John had to face the truth head on. Is there really truth, or does “truth” simply change with the culture? Is what is considered terrible today going to be considered acceptable tomorrow? If so, why would it be worth fighting for? If the truth is simply going to change, it’s not worth risking your career, or life, your happiness to protect it.

John came to the realization that truth must exist. He could not be human without believing in something solid. He felt that to be truly human is to take a stand, to being thinking for yourself, not allowing the machine to decide for you. This would mean going against the flow which would take sacrifice, but it was worth it to truly live. Although John did not want to say the whole truth at times, he felt that he had a commitment to tell the whole truth, no matter how unpleasant or unpopular.

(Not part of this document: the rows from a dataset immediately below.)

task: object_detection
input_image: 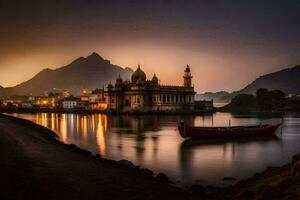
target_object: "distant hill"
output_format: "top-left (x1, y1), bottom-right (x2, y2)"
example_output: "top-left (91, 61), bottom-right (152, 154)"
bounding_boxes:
top-left (0, 53), bottom-right (133, 97)
top-left (200, 66), bottom-right (300, 102)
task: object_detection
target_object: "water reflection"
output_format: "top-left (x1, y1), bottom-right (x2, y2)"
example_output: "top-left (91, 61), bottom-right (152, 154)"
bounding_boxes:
top-left (8, 113), bottom-right (300, 185)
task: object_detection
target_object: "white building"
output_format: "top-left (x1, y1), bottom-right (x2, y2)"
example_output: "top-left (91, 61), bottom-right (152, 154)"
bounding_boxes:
top-left (62, 98), bottom-right (79, 109)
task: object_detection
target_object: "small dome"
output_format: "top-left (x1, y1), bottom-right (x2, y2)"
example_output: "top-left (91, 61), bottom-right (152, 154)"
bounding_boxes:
top-left (116, 75), bottom-right (123, 83)
top-left (152, 74), bottom-right (158, 84)
top-left (136, 79), bottom-right (143, 85)
top-left (131, 65), bottom-right (147, 83)
top-left (107, 83), bottom-right (114, 88)
top-left (184, 65), bottom-right (191, 72)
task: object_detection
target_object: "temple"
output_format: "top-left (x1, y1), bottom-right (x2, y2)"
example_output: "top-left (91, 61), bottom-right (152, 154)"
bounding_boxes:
top-left (105, 65), bottom-right (196, 112)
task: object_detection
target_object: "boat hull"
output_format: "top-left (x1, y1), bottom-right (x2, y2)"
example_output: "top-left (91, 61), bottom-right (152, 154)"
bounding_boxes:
top-left (178, 124), bottom-right (280, 138)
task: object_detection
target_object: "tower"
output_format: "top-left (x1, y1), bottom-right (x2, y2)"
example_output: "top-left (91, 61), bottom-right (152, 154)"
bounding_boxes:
top-left (183, 65), bottom-right (193, 87)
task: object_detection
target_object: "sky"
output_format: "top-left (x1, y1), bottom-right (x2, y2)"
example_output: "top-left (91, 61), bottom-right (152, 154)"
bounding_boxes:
top-left (0, 0), bottom-right (300, 92)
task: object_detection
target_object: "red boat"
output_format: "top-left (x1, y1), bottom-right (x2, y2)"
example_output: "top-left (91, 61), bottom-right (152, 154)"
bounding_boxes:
top-left (178, 123), bottom-right (281, 138)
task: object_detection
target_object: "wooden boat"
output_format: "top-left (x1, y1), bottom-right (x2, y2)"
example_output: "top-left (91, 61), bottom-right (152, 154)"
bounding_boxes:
top-left (178, 123), bottom-right (281, 138)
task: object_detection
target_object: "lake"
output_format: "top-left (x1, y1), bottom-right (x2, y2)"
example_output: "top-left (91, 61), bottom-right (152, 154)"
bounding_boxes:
top-left (8, 113), bottom-right (300, 186)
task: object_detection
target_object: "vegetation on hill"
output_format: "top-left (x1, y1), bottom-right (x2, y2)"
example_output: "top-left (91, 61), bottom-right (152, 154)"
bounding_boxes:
top-left (219, 88), bottom-right (300, 113)
top-left (0, 53), bottom-right (133, 97)
top-left (199, 66), bottom-right (300, 102)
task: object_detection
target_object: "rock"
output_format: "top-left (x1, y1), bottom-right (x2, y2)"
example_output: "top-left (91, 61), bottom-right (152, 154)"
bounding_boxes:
top-left (188, 184), bottom-right (205, 193)
top-left (117, 160), bottom-right (135, 168)
top-left (223, 176), bottom-right (236, 181)
top-left (155, 172), bottom-right (172, 183)
top-left (69, 144), bottom-right (92, 156)
top-left (139, 168), bottom-right (154, 176)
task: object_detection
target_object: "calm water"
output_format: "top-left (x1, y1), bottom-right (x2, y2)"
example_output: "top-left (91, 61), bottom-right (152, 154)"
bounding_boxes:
top-left (8, 113), bottom-right (300, 186)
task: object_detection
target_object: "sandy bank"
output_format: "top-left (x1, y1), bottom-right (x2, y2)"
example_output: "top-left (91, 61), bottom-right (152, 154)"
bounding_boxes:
top-left (0, 116), bottom-right (195, 199)
top-left (0, 114), bottom-right (300, 200)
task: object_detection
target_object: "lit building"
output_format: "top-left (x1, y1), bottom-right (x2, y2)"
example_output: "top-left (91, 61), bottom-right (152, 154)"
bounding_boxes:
top-left (62, 97), bottom-right (80, 110)
top-left (105, 65), bottom-right (196, 112)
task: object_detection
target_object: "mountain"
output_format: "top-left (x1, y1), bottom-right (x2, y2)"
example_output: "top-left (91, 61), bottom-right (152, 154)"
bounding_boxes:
top-left (0, 53), bottom-right (133, 97)
top-left (200, 66), bottom-right (300, 102)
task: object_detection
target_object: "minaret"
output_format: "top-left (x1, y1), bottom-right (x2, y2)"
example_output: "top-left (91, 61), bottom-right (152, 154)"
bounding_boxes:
top-left (183, 65), bottom-right (193, 87)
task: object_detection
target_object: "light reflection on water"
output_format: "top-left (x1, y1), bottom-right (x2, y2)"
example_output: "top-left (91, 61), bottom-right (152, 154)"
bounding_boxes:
top-left (10, 113), bottom-right (300, 186)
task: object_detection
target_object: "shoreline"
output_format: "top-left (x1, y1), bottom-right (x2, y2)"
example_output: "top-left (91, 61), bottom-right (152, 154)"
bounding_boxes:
top-left (0, 108), bottom-right (217, 115)
top-left (0, 114), bottom-right (300, 199)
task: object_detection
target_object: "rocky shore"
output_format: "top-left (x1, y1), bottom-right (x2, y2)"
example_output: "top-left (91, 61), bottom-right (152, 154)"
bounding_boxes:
top-left (0, 115), bottom-right (300, 200)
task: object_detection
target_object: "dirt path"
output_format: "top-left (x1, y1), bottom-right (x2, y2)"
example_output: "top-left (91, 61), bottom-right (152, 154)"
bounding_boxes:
top-left (0, 116), bottom-right (191, 200)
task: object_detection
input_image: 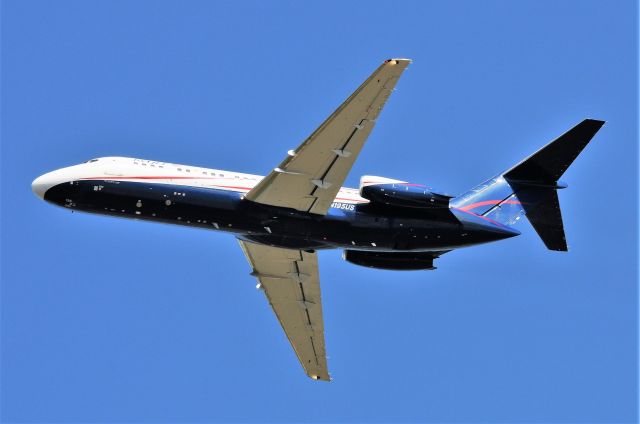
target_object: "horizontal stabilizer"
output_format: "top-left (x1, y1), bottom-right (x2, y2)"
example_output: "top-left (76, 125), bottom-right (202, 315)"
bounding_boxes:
top-left (514, 186), bottom-right (569, 252)
top-left (503, 119), bottom-right (604, 183)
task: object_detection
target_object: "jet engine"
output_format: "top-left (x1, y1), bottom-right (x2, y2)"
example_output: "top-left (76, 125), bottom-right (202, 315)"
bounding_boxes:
top-left (342, 250), bottom-right (442, 271)
top-left (360, 175), bottom-right (453, 209)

John also found that God will chase after you. He deeply desires you to come to the Truth and He will not simply give up if you do not cooperate the first few times. By the end of the story you can definitely tell a difference in John’s character from the beginning to the end. God kept speaking to John through several different ways, through visions, people, circumstances, etc. until He got his attention. Then, John was able to find who he was and what he believed. He became more of a human than he ever was, being in control of his own decisions once again, freeing himself from the machine that was destroying mankind. That machine no longer had control over him, distracting him from his doom with one more add, one more thing to buy, one more song to listen to, one more show to watch. That machine never allowed for silence. Never silence, always noise, busyness, action. Never a moment to consider what is coming, to never realize how empty we are.